De verdwenen dieren hadden van mij best twee zalen mogen vullen. We zitten tenslotte midden in een massa-uitsterving. De omvang van dat probleem is moeilijk te onderschatten. Sommige soorten zijn al weg, voorgoed. Dat verlies is onomkeerbaar en die pijn hebben we te verwerken. Ook over de gevolgen van die verdwenen soorten had ik meer willen weten: wat betekent het voor het ecosysteem en voor ons dat de Kauai O’o er niet meer is, of de Tasmaanse buidelwolf?
Toch is De Roep van de O’o vooral een aanrader.
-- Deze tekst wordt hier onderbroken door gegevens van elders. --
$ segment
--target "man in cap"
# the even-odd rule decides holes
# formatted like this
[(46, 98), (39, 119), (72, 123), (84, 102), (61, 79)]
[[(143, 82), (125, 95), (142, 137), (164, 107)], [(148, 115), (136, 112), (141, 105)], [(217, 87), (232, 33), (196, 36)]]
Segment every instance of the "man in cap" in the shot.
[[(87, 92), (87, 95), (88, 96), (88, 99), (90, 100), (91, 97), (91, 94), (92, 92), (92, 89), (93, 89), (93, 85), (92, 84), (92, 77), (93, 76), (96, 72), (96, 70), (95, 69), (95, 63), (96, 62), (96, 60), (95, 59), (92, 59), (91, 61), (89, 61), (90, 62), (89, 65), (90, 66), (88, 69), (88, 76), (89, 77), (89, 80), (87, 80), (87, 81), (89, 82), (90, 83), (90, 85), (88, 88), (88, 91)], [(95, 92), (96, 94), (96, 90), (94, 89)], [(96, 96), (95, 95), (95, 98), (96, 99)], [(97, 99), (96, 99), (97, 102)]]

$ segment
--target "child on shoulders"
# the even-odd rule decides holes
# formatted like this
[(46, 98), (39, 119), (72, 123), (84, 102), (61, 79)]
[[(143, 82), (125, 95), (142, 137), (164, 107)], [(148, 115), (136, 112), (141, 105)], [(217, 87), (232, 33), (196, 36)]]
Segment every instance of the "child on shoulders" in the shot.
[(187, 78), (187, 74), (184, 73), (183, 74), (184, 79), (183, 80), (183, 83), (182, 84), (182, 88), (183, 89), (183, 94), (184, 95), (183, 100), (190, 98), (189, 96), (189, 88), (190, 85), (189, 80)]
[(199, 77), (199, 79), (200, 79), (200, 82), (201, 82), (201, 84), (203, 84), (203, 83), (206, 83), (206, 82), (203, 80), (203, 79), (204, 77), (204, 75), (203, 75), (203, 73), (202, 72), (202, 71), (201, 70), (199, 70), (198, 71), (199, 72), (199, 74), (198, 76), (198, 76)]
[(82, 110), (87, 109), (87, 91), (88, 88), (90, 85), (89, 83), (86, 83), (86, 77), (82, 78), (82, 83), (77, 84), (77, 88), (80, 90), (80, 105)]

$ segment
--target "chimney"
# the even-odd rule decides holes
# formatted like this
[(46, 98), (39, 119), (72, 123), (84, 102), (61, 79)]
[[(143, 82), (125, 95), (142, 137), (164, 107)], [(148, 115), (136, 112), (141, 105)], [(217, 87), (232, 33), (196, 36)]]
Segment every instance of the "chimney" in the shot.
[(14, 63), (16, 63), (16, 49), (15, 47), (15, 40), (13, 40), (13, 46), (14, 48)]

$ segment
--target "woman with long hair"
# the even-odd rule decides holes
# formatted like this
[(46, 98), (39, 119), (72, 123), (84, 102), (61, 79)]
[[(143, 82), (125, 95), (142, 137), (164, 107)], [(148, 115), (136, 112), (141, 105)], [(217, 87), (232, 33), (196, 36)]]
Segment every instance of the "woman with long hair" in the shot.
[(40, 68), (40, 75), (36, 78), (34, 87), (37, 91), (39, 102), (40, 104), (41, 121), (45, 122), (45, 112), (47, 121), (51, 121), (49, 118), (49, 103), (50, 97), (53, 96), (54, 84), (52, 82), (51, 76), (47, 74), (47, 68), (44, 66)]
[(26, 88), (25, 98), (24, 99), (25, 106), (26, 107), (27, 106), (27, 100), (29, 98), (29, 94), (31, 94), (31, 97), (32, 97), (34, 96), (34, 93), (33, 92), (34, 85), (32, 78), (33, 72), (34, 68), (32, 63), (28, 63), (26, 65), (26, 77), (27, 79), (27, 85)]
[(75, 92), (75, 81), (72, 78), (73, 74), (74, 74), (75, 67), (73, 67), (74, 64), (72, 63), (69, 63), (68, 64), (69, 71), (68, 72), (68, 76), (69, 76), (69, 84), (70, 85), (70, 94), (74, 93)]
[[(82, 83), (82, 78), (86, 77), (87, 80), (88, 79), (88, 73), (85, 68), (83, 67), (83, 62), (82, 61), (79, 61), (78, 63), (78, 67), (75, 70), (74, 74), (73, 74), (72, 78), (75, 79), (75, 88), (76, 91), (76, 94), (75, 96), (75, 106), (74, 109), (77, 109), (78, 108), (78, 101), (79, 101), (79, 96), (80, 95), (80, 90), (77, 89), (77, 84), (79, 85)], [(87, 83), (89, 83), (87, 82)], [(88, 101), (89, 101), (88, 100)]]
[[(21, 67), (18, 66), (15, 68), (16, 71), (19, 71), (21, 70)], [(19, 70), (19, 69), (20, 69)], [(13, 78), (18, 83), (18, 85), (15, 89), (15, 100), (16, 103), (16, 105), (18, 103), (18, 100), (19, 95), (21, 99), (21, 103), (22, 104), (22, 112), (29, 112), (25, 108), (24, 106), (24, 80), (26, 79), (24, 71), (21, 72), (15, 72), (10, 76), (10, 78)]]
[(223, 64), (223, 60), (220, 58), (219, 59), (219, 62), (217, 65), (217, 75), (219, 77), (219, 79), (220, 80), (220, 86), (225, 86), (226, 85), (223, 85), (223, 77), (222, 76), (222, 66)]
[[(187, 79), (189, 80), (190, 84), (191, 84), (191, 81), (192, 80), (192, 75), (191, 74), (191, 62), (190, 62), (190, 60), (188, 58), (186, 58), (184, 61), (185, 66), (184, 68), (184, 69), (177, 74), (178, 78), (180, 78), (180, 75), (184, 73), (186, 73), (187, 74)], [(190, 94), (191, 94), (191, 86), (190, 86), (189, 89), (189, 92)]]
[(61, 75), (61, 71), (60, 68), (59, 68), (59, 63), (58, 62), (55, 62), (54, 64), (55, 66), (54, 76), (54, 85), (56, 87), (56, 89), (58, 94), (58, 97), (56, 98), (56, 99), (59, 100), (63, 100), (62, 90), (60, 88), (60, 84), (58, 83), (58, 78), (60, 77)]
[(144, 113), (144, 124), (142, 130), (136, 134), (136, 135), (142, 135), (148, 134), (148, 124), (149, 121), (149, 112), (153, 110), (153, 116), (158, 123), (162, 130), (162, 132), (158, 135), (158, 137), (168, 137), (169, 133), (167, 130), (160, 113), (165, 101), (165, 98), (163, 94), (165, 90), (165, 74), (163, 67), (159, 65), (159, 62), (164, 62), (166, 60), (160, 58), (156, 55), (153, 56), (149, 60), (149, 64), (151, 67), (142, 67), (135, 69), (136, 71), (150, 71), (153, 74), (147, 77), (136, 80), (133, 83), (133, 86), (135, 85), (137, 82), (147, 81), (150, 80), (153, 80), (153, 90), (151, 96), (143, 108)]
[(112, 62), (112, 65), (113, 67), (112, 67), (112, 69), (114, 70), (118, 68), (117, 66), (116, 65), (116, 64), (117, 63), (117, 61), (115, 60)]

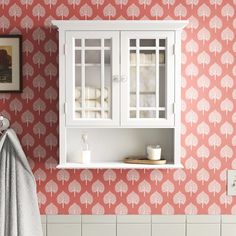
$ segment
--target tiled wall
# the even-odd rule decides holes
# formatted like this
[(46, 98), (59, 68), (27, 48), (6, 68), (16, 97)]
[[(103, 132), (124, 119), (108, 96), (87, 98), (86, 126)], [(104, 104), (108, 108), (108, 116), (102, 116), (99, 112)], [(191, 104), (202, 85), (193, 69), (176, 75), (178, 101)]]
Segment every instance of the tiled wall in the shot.
[[(236, 214), (235, 0), (0, 1), (0, 34), (23, 35), (21, 94), (0, 94), (38, 184), (42, 214)], [(189, 19), (182, 36), (179, 170), (56, 170), (58, 47), (51, 19)]]

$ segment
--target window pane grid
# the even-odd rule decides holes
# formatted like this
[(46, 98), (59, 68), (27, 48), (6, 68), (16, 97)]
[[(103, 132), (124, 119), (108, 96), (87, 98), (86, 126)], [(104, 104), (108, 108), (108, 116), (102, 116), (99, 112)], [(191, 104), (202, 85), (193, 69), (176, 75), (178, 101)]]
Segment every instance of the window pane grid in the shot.
[[(162, 102), (160, 106), (160, 99), (163, 101), (163, 95), (165, 99), (166, 87), (163, 87), (166, 80), (166, 39), (155, 38), (155, 39), (130, 39), (130, 81), (132, 82), (134, 77), (132, 76), (131, 68), (136, 71), (136, 88), (132, 87), (130, 83), (130, 118), (163, 118), (163, 114), (166, 114), (166, 103)], [(136, 54), (136, 55), (135, 55)], [(142, 56), (142, 58), (140, 58)], [(151, 58), (151, 59), (150, 59)], [(147, 61), (145, 61), (147, 60)], [(147, 68), (147, 69), (144, 69)], [(153, 69), (151, 69), (153, 68)], [(143, 70), (142, 74), (140, 74)], [(152, 80), (152, 75), (154, 70), (154, 81)], [(145, 72), (147, 77), (144, 77)], [(150, 74), (151, 73), (151, 74)], [(149, 75), (149, 78), (148, 78)], [(146, 81), (146, 78), (149, 81)], [(160, 80), (164, 80), (160, 84)], [(154, 89), (149, 88), (144, 89), (143, 83), (151, 83), (154, 85)], [(151, 81), (151, 82), (150, 82)], [(132, 82), (133, 83), (133, 82)], [(161, 91), (163, 90), (163, 91)], [(160, 94), (161, 93), (161, 94)], [(146, 97), (144, 97), (144, 95)], [(134, 107), (134, 96), (135, 104)], [(151, 98), (151, 96), (153, 96)], [(161, 98), (162, 97), (162, 98)], [(141, 99), (141, 100), (140, 100)], [(148, 102), (146, 101), (148, 100)], [(131, 107), (131, 105), (133, 106)], [(154, 105), (154, 106), (150, 106)], [(147, 111), (153, 112), (152, 117), (146, 117), (144, 114), (148, 114)], [(135, 112), (135, 113), (134, 113)], [(141, 114), (141, 112), (143, 112)], [(165, 117), (165, 115), (164, 115)]]
[[(111, 114), (110, 52), (110, 38), (74, 40), (75, 102), (73, 107), (76, 119), (109, 119)], [(105, 81), (106, 77), (107, 81)]]

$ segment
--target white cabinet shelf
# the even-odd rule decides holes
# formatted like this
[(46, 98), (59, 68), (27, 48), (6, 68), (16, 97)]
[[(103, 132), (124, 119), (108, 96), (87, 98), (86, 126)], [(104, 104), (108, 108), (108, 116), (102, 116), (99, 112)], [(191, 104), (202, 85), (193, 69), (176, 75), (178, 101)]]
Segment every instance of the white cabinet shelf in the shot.
[(140, 165), (128, 164), (123, 162), (100, 162), (100, 163), (65, 163), (57, 166), (59, 169), (177, 169), (183, 168), (182, 164), (165, 164), (165, 165)]
[[(52, 23), (59, 30), (58, 168), (181, 168), (181, 30), (187, 21)], [(92, 163), (73, 163), (85, 132)], [(144, 155), (148, 144), (160, 144), (171, 164), (121, 162)]]

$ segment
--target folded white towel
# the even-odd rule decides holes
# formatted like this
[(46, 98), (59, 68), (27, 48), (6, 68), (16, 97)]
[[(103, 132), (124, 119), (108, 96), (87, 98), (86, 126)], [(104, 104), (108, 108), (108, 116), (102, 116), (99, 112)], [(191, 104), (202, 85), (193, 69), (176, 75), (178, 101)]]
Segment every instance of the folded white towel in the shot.
[[(85, 99), (93, 100), (101, 97), (101, 89), (94, 87), (85, 87)], [(75, 100), (82, 98), (81, 87), (75, 87)], [(108, 89), (104, 88), (104, 99), (108, 98)]]
[[(102, 104), (100, 101), (97, 100), (85, 100), (85, 108), (101, 108)], [(82, 107), (82, 101), (77, 100), (75, 101), (75, 110), (78, 111)], [(104, 108), (108, 108), (108, 102), (104, 101)]]
[(80, 118), (91, 118), (91, 119), (98, 119), (98, 118), (103, 118), (103, 119), (108, 119), (108, 112), (104, 112), (104, 117), (102, 117), (101, 111), (85, 111), (85, 117), (82, 117), (82, 112), (81, 111), (76, 111), (75, 112), (75, 118), (80, 119)]
[[(140, 64), (155, 64), (156, 54), (155, 53), (140, 53)], [(130, 64), (136, 64), (136, 53), (130, 53)], [(165, 52), (160, 51), (159, 53), (159, 63), (165, 63)]]
[(13, 129), (0, 138), (0, 236), (43, 236), (35, 178)]

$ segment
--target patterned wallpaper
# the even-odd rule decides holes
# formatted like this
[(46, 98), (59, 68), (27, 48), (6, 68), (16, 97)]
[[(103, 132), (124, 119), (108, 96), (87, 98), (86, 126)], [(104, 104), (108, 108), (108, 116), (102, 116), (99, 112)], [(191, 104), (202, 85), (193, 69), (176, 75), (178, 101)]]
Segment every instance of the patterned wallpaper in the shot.
[[(0, 33), (23, 35), (21, 94), (0, 94), (30, 162), (42, 214), (236, 214), (235, 0), (1, 0)], [(57, 170), (58, 46), (52, 19), (189, 19), (182, 35), (177, 170)]]

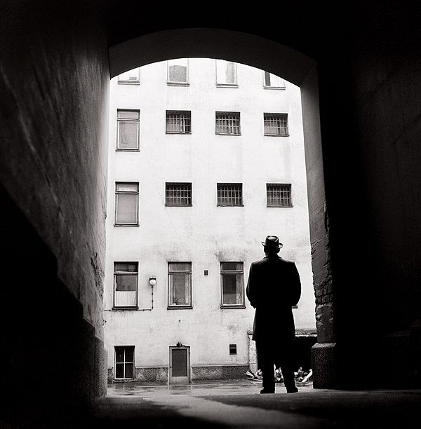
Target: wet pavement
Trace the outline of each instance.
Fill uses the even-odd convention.
[[[345,391],[299,386],[260,395],[261,381],[185,386],[114,383],[98,401],[91,428],[421,428],[421,390]]]

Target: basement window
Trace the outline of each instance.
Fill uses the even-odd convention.
[[[167,110],[166,132],[167,134],[190,134],[192,114],[187,110]]]
[[[267,183],[266,196],[267,207],[293,207],[289,183]]]

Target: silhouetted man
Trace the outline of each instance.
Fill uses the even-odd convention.
[[[263,388],[260,393],[275,393],[274,367],[281,367],[286,391],[298,392],[294,377],[295,327],[291,307],[301,296],[301,282],[295,264],[278,256],[282,244],[268,236],[265,257],[250,267],[247,297],[255,308],[253,339],[261,362]]]

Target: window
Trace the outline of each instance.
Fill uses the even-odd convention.
[[[243,262],[221,262],[222,306],[244,306]]]
[[[116,225],[138,225],[139,184],[116,182]]]
[[[191,183],[166,183],[166,205],[192,205]]]
[[[134,378],[135,346],[116,346],[115,351],[115,378],[127,379]]]
[[[139,68],[119,74],[119,83],[139,83]]]
[[[189,84],[189,60],[187,58],[170,60],[168,61],[168,84]]]
[[[240,135],[239,112],[217,111],[215,120],[216,134]]]
[[[217,86],[237,86],[236,67],[235,62],[216,60],[216,85]]]
[[[267,207],[293,207],[291,185],[287,183],[267,183]]]
[[[138,265],[114,262],[114,308],[138,308]]]
[[[168,262],[168,308],[192,307],[192,263]]]
[[[243,205],[242,183],[218,183],[218,205]]]
[[[288,114],[263,114],[265,135],[288,136]]]
[[[285,89],[285,81],[276,74],[269,72],[264,72],[263,86],[265,88]]]
[[[117,110],[117,149],[135,151],[139,149],[138,110]]]
[[[187,110],[167,110],[166,132],[189,134],[192,132],[191,112]]]

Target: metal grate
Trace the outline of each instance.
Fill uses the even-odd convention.
[[[191,183],[166,183],[166,205],[192,205]]]
[[[239,112],[217,111],[215,120],[216,134],[240,134]]]
[[[242,183],[218,183],[218,205],[243,205]]]
[[[291,185],[290,184],[266,184],[267,207],[292,207]]]
[[[288,114],[263,114],[265,135],[288,135]]]
[[[166,111],[166,128],[168,133],[188,134],[192,132],[191,113],[188,111]]]

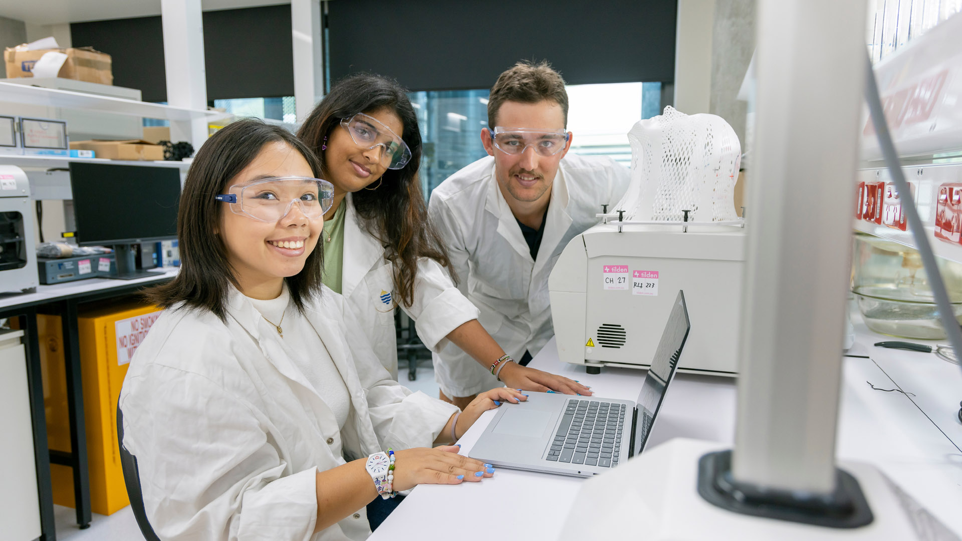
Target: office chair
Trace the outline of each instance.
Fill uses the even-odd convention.
[[[123,481],[127,485],[130,507],[134,510],[137,526],[146,541],[161,541],[154,528],[147,522],[147,512],[143,509],[143,493],[140,492],[140,474],[137,468],[137,457],[123,447],[123,413],[117,403],[117,444],[120,448],[120,464],[123,467]]]

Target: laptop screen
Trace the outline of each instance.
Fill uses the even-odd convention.
[[[688,331],[692,328],[688,321],[688,308],[685,306],[685,295],[679,291],[678,296],[671,305],[671,313],[668,323],[662,332],[655,356],[651,359],[651,368],[645,375],[642,392],[638,395],[638,419],[635,420],[635,449],[633,456],[638,456],[645,449],[648,432],[658,408],[665,399],[665,391],[674,375],[674,369],[681,356],[681,348],[685,346]]]

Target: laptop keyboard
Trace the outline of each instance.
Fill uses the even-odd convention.
[[[618,465],[625,404],[568,400],[547,460],[611,468]]]

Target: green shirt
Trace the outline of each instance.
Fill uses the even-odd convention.
[[[344,261],[344,215],[347,201],[341,201],[332,219],[324,221],[320,241],[324,244],[324,285],[341,293]]]

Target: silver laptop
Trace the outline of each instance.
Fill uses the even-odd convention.
[[[532,392],[520,404],[498,408],[468,456],[501,468],[589,477],[641,453],[690,329],[679,291],[637,403]]]

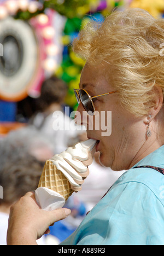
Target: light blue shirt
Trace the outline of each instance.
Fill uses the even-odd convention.
[[[164,146],[134,166],[164,168]],[[61,245],[164,245],[164,175],[149,168],[124,173]]]

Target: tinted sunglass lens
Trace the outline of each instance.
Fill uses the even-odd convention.
[[[79,95],[78,95],[78,93],[75,90],[74,90],[74,94],[75,94],[77,101],[78,102],[78,103],[80,104],[80,99],[79,99]]]
[[[79,94],[81,102],[87,112],[91,111],[94,112],[94,108],[92,105],[92,101],[90,98],[84,90],[80,90]]]

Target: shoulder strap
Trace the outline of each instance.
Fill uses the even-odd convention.
[[[162,168],[159,168],[155,166],[151,166],[151,165],[142,165],[141,166],[136,166],[134,167],[133,169],[134,168],[151,168],[152,169],[154,169],[164,175],[164,169],[163,169]]]

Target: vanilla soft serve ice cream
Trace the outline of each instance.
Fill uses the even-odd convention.
[[[36,191],[41,208],[61,207],[73,191],[81,189],[89,174],[87,166],[93,161],[96,142],[90,139],[78,143],[47,161]]]

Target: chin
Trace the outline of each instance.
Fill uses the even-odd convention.
[[[100,164],[106,167],[110,168],[113,171],[122,171],[123,169],[120,168],[119,166],[116,166],[112,158],[109,158],[109,155],[100,153],[99,156]]]
[[[99,156],[99,161],[100,164],[104,167],[111,168],[111,159],[109,158],[107,156],[104,155],[102,153],[100,153]]]

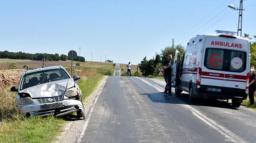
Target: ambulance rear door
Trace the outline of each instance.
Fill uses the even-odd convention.
[[[173,87],[179,86],[180,84],[180,53],[178,50],[176,50],[175,52],[174,62],[173,67],[173,77],[172,84]]]
[[[219,36],[207,36],[206,38],[200,83],[206,85],[201,87],[205,93],[220,94],[223,91],[225,72],[223,59],[227,50],[224,43],[227,41],[227,38]]]
[[[249,68],[247,67],[249,66],[247,58],[249,53],[249,43],[246,40],[230,38],[228,45],[224,87],[245,89],[249,71],[247,69]],[[232,91],[225,90],[225,92]]]

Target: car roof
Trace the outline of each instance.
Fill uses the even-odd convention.
[[[55,69],[58,68],[64,68],[61,66],[55,66],[53,67],[47,67],[46,68],[40,68],[37,69],[33,69],[33,70],[29,70],[24,73],[22,74],[26,74],[30,73],[34,73],[35,72],[39,72],[42,70],[47,70],[48,69]]]

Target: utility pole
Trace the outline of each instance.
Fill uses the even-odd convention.
[[[80,54],[81,53],[81,46],[79,46],[79,57],[80,57]],[[78,58],[78,61],[80,63],[80,58]]]
[[[102,70],[102,65],[101,64],[101,71]]]
[[[92,60],[92,52],[91,52],[91,61]]]
[[[174,43],[173,42],[174,42],[173,40],[174,40],[173,38],[172,38],[172,47],[173,47],[173,48],[174,48]]]
[[[236,10],[239,10],[239,16],[238,17],[238,28],[237,28],[237,36],[239,35],[240,31],[240,36],[242,37],[242,20],[243,10],[245,9],[243,9],[243,1],[240,0],[240,7],[239,9],[237,9]]]

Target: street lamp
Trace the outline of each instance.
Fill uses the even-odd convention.
[[[232,9],[233,9],[234,10],[236,9],[236,8],[235,7],[235,6],[234,6],[233,5],[231,5],[231,4],[228,5],[228,6],[229,7],[232,8]]]
[[[239,16],[238,17],[238,28],[237,28],[237,36],[240,32],[240,36],[242,36],[242,14],[243,10],[245,10],[243,9],[243,0],[240,0],[240,7],[239,9],[238,8],[236,8],[235,6],[233,5],[228,5],[228,6],[234,10],[239,10]]]

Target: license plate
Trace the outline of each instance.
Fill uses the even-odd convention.
[[[40,105],[41,110],[54,109],[63,107],[62,103],[55,103],[52,104],[44,104]]]
[[[206,90],[207,91],[215,92],[221,92],[221,89],[220,88],[207,88]]]

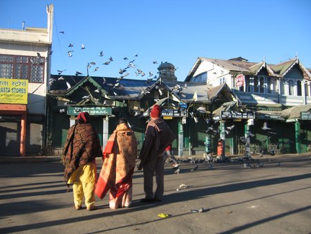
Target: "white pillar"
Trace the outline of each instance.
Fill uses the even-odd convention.
[[[70,125],[69,127],[71,127],[71,126],[74,125],[75,123],[75,118],[70,118],[70,123],[69,123],[69,125]]]
[[[108,141],[108,127],[109,122],[108,118],[102,119],[102,147],[104,149]]]

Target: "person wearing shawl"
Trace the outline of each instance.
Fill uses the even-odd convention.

Het laat je met een nieuwe bril kijken naar de geschiedenis van westerse natuurwetenschap en nodigt uit tot reflectie op onze eigen band met natuur, in een tijd van uitsterven. Met de afwisseling van boeken, moderne kunst en taxidermie kiest het Allard Pierson voor een originele expositie over een actueel thema. Laat die roep van de O’o nog maar wat harder klinken.